Restatement (Second) of Torts § 876 (1979). Plaintiffs here have alleged that the defendants pursued a common plan or tacitly agreed to commit the tortious acts about which they complain. Plaintiff's complaint specifically alleges the defendants worked together as contributors to TPITF to knowingly release to the public the false information and doctored reports about the safety of talc use (Doc. 3-1 ¶22). Comment (a) to Restatement (Second) of Torts § 876 states that "parties are acting in concert when they act in accordance with an agreement to cooperate in a particular line of conduct or to accomplish a particular result. The agreement need not be expressed in words and may be implied and understood to exist from the conduct itself." Restatement (Second) of Torts § 876, cmt a (1979). As mentioned above, the complaint alleges that defendants "caused to be released, published, and disseminated medical and scientific data, literature, and test reports containing information regarding the risks of ovarian cancer which Defendants knew were incorrect, incomplete, outdated, and misleading" (Doc. 3-1 ¶62).
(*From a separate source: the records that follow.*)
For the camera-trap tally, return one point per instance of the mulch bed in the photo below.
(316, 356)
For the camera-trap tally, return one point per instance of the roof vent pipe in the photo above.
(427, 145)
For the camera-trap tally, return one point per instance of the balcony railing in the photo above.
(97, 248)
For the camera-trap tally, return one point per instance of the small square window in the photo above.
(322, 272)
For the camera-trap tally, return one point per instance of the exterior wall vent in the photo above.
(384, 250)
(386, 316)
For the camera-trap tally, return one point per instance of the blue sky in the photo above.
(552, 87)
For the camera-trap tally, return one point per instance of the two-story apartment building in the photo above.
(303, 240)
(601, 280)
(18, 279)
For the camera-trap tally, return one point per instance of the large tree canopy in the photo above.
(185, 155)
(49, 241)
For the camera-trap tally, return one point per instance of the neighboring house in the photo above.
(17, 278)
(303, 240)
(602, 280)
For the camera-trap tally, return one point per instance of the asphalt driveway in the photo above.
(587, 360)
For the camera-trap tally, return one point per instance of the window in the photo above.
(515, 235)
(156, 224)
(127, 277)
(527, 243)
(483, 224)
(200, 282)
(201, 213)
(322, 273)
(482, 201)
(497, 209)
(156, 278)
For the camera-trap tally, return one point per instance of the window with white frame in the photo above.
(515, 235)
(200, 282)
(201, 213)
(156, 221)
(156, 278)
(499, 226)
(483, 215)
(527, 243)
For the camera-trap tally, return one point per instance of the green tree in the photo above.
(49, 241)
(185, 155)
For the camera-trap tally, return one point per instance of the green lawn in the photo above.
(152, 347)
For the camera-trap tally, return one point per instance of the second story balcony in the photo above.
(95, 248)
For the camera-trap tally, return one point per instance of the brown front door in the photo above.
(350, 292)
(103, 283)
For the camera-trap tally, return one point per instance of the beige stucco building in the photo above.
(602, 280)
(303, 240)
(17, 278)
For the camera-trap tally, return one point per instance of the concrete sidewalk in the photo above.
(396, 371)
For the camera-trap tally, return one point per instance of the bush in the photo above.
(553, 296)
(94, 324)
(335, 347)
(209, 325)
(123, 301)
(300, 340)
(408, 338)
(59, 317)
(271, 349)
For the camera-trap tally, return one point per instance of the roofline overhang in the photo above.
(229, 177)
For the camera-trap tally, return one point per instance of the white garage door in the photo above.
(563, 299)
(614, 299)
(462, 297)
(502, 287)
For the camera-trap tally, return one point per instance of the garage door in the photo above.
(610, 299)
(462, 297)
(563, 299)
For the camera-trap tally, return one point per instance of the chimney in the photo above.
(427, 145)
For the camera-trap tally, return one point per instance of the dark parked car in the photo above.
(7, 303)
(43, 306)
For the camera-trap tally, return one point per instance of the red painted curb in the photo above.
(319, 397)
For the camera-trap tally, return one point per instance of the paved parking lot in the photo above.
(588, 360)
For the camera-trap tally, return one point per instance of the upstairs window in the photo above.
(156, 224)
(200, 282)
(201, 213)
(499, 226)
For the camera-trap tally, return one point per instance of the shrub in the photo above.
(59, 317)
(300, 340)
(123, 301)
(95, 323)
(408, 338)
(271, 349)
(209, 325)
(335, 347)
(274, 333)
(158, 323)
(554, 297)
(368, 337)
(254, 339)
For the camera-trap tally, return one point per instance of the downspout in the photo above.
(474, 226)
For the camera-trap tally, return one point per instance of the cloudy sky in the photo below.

The complaint also alleges that defendants were aware of the various national studies and scientific reports noting the risks associated with talcum powder use in the female genital, yet defendants still remained active members CTFA and key backers of TIPTF. The allegations as to the doctored reports and TIPTF's knowing release of false information also include allegations against J&J and Imerys that the actions on the part of TIPTF had been "well-coordinated and planned by these companies and organizations [supporting TIPTF] over the past four decades in an effort to prevent regulation of talc and to create confusion to the consuming public about the true hazards of talc relative to ovarian cancer" (Doc. 3-1 ¶22). Therefore, the Court determines that plaintiff has stated sufficient facts to allege the elements of a concert of action claim under Illinois law. Defendants' motions to dismiss as to Count VII (concert of action), are denied.

IV. Conclusion

For the reasons stated above, defendants Johnson & Johnson and Johnson & Johnson Consumer Companies, Inc. and Imerys Talc America Inc.'s motions to dismiss (Docs. 20, & 28, respectively) pursuant to Fed.R.Civ.P. 12(b)(6) are DENIED.